When asked if his own troops were capable of defending their own country, Roivas said: “We have capable forces. We are ready to stand against enemy.” After increasing its defense expenditure in 2015, Estonia is one of only five NATO member states who contribute 2 percent of the GDP to national defense.
“If you really know how Vladimir Putin thinks, the biggest provocation for him would be seeing that you are weak. And NATO is not weak. (…) [The Kremlin] would be completely crazy to pick a fight against NATO because NATO has made it very clear that every bit of its territory will be defended. And there will be a reaction against any attack,” Roivas said.

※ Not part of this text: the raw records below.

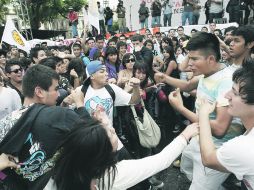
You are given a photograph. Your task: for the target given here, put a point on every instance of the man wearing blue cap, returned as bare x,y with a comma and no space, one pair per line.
98,93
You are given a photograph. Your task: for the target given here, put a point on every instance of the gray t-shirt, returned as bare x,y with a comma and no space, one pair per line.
216,7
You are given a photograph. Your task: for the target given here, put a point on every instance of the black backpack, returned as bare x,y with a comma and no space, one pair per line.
108,88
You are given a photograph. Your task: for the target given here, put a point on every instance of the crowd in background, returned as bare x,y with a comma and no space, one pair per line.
171,72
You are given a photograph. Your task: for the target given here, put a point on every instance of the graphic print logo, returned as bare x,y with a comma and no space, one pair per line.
17,38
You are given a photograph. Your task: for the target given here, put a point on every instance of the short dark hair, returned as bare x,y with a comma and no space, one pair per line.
110,50
2,52
34,52
49,62
137,38
37,75
122,35
218,31
90,38
204,27
230,28
25,62
96,157
126,57
247,32
180,27
10,63
140,65
111,40
245,78
150,42
99,37
212,45
120,44
77,45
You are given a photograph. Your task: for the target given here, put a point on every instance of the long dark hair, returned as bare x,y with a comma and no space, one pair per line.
140,65
127,57
86,154
167,40
112,50
171,52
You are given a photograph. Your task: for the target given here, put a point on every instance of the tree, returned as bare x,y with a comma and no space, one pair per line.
45,10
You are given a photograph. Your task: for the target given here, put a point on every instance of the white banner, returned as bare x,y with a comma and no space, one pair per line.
93,14
12,36
132,7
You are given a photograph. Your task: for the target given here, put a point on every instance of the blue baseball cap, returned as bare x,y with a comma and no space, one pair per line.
93,67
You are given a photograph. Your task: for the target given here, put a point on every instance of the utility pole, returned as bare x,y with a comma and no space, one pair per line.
22,13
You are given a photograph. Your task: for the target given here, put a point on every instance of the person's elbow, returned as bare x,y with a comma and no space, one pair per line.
206,161
134,100
221,131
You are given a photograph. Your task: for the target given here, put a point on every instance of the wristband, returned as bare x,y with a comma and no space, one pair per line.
185,138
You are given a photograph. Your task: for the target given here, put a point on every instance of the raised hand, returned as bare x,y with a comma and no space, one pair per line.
175,99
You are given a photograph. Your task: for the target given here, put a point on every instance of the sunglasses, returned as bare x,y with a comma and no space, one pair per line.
16,70
130,60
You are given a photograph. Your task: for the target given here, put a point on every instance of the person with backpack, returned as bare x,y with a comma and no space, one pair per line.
156,13
167,12
143,15
109,18
233,9
99,95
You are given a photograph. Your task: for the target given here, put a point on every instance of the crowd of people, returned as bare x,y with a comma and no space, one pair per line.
238,10
66,121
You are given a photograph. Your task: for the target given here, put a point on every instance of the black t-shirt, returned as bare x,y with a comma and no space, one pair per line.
43,136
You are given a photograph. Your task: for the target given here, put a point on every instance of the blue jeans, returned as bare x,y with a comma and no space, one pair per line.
74,27
156,20
144,24
195,18
167,19
185,16
109,28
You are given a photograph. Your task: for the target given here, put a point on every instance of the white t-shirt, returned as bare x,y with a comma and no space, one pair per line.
237,155
131,172
101,98
9,101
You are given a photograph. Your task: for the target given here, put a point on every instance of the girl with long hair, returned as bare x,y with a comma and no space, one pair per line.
87,159
170,66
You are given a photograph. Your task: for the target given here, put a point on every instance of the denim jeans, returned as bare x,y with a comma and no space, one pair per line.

Officials in Estonia and other Eastern European states expressed deep concerns after Russia annexed Crimea in 2014. The Russian sanctions imposed by the EU in response to the Ukrainian crisis will run out at the end of July. German Foreign Minister Frank-Walter Steinmeier said in May there was a growing resistance within the EU to extend those sanctions and Roivas has said he wants any new sanctions to force Russia to fulfill the conditions of the Minsk agreement.
Before the Brexit vote, Donald Tusk said that the EU’s external enemies would be opening champagne if Britain votes to leave. Although disappointed by the outcome, Roivas said he doesn’t “expect the EU to be destroyed by Brexit.” Roivas, a strong backer of the European project, said it would be wrong to blame the EU for the outcome: “[The majority was] following the promises of populist politicians [whose] messages were, as we see now, proven wrong.”
When Michel Friedman asked how quickly the UK should actually leave, Roivas said: “Of course delays will keep this period of uncertainty in the air. But I think that it would be wrong for the EU to push Great Britain away. (…) I think we should give them enough time to come with a proposal that is in the interest of British.”